Trade 1: Value Factor Strategy
Objective
Undervalued stocks to capture potential price appreciation.
Steps to Execute
Identify Value Stocks:
- Use a stock screener to filter for companies with low price-to-earnings (P/E) ratios and low price-to-book (P/B) ratios.
- Example: Identify 10 stocks with P/E ratios below 15 and P/B ratios below 1.
Determine Investment Amount:
- Assume a portfolio size of $100,000.
- Allocate 10% of the portfolio to each stock.
Execute Trades:
- Purchase $10,000 worth of each identified value stock.

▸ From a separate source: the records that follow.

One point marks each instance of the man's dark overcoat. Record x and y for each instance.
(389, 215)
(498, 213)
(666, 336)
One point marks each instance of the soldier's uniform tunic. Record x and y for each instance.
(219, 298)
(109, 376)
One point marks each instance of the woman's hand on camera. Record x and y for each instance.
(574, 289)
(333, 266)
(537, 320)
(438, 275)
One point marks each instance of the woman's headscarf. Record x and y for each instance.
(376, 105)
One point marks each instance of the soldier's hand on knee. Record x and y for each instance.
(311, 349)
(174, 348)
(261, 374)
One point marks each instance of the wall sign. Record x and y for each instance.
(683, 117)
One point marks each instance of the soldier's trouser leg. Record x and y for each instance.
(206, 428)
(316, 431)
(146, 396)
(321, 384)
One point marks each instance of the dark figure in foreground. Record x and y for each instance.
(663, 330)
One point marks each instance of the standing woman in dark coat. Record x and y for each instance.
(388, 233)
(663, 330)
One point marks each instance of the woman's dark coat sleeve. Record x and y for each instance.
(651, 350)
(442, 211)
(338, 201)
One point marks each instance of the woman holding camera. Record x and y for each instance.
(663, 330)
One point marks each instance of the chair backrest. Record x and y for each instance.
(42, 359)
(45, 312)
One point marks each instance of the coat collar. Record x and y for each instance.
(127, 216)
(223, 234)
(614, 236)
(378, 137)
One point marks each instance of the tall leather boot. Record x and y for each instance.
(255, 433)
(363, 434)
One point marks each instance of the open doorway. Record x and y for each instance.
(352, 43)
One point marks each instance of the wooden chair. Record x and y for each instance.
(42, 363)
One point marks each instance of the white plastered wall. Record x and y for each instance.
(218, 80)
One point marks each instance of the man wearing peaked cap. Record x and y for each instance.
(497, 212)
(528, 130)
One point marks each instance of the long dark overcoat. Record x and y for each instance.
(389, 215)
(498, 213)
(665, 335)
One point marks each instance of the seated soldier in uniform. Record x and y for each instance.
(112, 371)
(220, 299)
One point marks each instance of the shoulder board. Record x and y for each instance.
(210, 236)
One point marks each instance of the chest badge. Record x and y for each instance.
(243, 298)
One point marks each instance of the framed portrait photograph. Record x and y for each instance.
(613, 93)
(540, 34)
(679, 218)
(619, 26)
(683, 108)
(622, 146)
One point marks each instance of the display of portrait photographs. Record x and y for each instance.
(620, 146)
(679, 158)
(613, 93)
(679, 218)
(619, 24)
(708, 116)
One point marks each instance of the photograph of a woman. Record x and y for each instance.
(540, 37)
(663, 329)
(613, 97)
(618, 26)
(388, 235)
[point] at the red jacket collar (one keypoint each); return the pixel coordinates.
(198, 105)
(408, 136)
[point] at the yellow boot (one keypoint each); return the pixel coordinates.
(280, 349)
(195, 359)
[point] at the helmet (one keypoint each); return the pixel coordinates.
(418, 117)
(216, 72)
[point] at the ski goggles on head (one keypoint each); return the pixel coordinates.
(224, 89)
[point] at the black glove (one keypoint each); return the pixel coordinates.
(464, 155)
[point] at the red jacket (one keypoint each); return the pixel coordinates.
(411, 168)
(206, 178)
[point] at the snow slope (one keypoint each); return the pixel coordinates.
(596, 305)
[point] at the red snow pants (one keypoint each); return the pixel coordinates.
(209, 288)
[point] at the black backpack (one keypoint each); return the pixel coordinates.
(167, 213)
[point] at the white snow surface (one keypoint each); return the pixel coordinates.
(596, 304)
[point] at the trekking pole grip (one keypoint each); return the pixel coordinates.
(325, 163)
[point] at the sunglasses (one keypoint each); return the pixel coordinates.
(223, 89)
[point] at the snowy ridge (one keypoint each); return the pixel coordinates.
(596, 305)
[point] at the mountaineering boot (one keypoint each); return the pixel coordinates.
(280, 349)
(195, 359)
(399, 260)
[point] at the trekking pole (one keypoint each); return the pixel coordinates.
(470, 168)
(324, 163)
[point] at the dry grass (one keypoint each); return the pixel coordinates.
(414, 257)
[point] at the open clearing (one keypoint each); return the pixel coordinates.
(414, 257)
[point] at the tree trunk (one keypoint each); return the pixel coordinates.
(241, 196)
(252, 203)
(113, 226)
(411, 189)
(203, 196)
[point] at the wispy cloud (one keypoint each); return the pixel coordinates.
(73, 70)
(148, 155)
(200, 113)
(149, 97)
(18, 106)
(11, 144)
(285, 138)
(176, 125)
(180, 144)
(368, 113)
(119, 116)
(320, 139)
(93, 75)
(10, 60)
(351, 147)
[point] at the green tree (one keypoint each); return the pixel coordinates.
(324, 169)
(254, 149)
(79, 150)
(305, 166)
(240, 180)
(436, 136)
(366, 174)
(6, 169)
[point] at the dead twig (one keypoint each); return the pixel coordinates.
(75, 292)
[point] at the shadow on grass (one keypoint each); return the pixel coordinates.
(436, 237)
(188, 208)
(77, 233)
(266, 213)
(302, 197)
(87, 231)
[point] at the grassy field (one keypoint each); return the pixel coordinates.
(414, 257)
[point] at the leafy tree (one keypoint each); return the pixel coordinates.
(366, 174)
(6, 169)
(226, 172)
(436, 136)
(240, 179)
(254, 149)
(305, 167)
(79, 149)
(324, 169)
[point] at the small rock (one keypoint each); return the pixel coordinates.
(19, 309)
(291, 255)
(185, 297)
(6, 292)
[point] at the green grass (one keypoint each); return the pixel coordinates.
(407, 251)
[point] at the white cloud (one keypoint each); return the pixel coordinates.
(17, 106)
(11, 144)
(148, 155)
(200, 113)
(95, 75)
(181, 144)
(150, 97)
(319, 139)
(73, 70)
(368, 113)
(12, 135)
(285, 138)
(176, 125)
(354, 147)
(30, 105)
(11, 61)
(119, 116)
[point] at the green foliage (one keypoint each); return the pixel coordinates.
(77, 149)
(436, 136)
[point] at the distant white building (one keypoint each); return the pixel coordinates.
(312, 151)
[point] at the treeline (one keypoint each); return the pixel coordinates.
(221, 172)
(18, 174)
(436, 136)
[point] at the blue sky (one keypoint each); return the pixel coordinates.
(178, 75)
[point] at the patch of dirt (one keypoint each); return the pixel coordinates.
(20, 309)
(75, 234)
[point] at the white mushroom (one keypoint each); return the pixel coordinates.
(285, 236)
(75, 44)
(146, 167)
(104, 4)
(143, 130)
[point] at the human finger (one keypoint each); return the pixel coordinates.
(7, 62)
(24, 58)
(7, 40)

Example Stocks and Amounts
- Stock A: 200 shares at $50 per share = $10,000
- Stock B: 250 shares at $40 per share = $10,000
- Stock C: 100 shares at $100 per share = $10,000
- Stock D: 500 shares at $20 per share = $10,000
- Stock E: 333 shares at $30 per share = $10,000
- Stock F: 667 shares at $15 per share = $10,000
- Stock G: 250 shares at $40 per share = $10,000
- Stock H: 400 shares at $25 per share = $10,000
- Stock I: 500 shares at $20 per share = $10,000
- Stock J: 100 shares at $100 per share = $10,000
Trade 2: Momentum Factor Strategy
Objective
Stocks with strong recent performance to benefit from continued momentum.
Steps
Identify Momentum Stocks:
- Use a stock screener to filter for companies with high relative strength over the past 1-12 months.
- Example: Identify 10 stocks with the highest relative strength over the past 1 month.

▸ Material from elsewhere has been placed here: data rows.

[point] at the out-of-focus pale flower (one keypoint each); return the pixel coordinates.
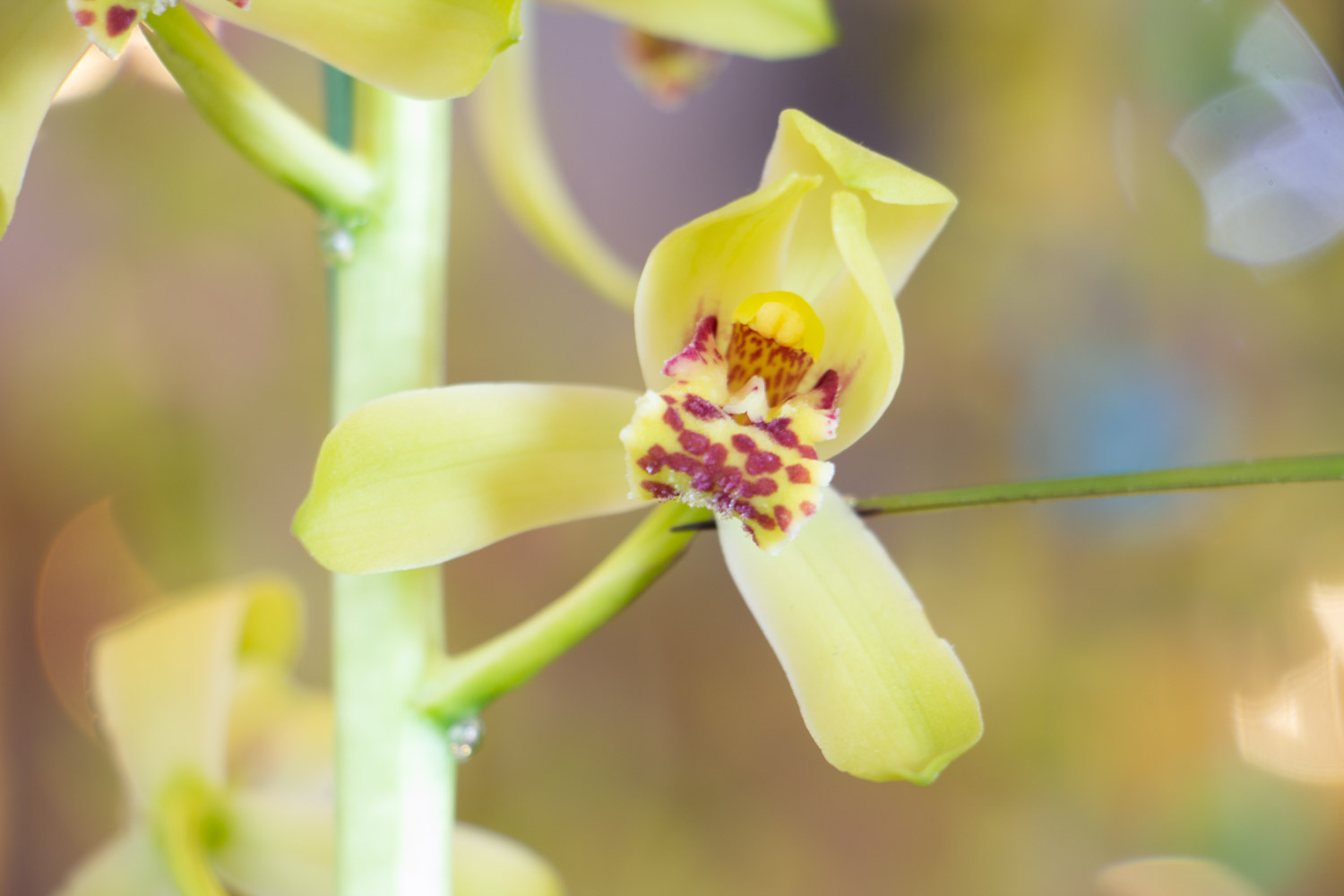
(1298, 729)
(1172, 876)
(671, 48)
(215, 742)
(418, 47)
(1268, 156)
(769, 343)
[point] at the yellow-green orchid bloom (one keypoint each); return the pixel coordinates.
(199, 711)
(672, 48)
(418, 47)
(769, 343)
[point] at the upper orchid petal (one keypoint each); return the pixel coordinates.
(905, 210)
(426, 476)
(763, 29)
(707, 268)
(38, 48)
(129, 866)
(430, 48)
(163, 683)
(883, 696)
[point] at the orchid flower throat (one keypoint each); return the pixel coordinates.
(736, 430)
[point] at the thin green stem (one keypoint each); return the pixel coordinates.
(263, 129)
(1314, 468)
(187, 823)
(395, 777)
(459, 686)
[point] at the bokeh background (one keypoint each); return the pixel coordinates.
(163, 360)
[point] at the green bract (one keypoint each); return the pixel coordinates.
(426, 476)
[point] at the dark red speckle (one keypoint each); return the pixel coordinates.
(762, 462)
(120, 19)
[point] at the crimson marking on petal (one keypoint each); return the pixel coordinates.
(762, 462)
(661, 490)
(120, 19)
(694, 443)
(702, 409)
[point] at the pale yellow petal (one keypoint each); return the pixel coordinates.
(422, 477)
(905, 210)
(763, 29)
(129, 866)
(882, 694)
(710, 266)
(865, 344)
(518, 159)
(430, 48)
(279, 845)
(39, 46)
(163, 683)
(1172, 876)
(489, 864)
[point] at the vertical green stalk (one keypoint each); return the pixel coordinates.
(395, 775)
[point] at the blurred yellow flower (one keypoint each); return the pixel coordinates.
(207, 727)
(785, 347)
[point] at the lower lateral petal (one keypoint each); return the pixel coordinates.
(426, 476)
(882, 694)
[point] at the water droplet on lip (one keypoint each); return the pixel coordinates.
(464, 737)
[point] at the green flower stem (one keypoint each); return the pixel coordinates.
(459, 686)
(187, 825)
(266, 132)
(395, 777)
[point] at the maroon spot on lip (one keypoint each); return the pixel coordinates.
(661, 490)
(694, 443)
(120, 19)
(762, 462)
(702, 409)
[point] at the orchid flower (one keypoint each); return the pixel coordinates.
(417, 47)
(198, 708)
(769, 343)
(671, 48)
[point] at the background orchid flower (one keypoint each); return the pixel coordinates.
(769, 341)
(417, 47)
(201, 713)
(671, 50)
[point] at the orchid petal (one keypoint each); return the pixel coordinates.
(763, 29)
(906, 210)
(430, 48)
(1172, 876)
(710, 266)
(39, 46)
(163, 683)
(277, 845)
(129, 866)
(865, 344)
(518, 159)
(882, 694)
(426, 476)
(489, 864)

Determine Investment Amount:
- Assume a portfolio size of $100,000.
- Allocate 10% of the portfolio to each stock.
Execute Trades:
- Purchase $10,000 worth of each identified momentum stock.
Example Stocks and Amounts
- Stock K: 100 shares at $100 per share = $10,000
- Stock L: 200 shares at $50 per share = $10,000
- Stock M: 500 shares at $20 per share = $10,000
- Stock N: 250 shares at $40 per share = $10,000
- Stock O: 333 shares at $30 per share = $10,000
- Stock P: 400 shares at $25 per share = $10,000
- Stock Q: 250 shares at $40 per share = $10,000
- Stock R: 200 shares at $50 per share = $10,000
- Stock S: 100 shares at $100 per share = $10,000
- Stock T: 500 shares at $20 per share = $10,000
Trade 3: Low Volatility Factor Strategy
Objective
Stocks with low price volatility to reduce overall portfolio risk. (Focus on return relative to risk.)
Steps
Identify Low Volatility Stocks:
- Use a stock screener to filter for companies with low beta (less than 0.8).
- Example: Identify 10 stocks with the lowest beta values.
Determine Investment Amount:
- Assume a portfolio size of $100,000.
- Allocate 10% of the portfolio to each stock.
Execute Trades:
- Purchase $10,000 worth of each identified low volatility stock.
Example Stocks and Amounts
- Stock U: 250 shares at $40 per share = $10,000
- Stock V: 333 shares at $30 per share = $10,000
- Stock W: 200 shares at $50 per share = $10,000
- Stock X: 400 shares at $25 per share = $10,000
- Stock Y: 500 shares at $20 per share = $10,000
- Stock Z: 250 shares at $40 per share = $10,000
- Stock AA: 100 shares at $100 per share = $10,000
- Stock BB: 500 shares at $20 per share = $10,000
- Stock CC: 200 shares at $50 per share = $10,000
- Stock DD: 667 shares at $15 per share = $10,000
Conclusion
These specific trades illustrate how alternative beta strategies can be implemented using value, momentum, and low volatility factors.
By systematically selecting stocks based on these factors, traders can potentially capture returns associated with these risk premia while diversifying their portfolios.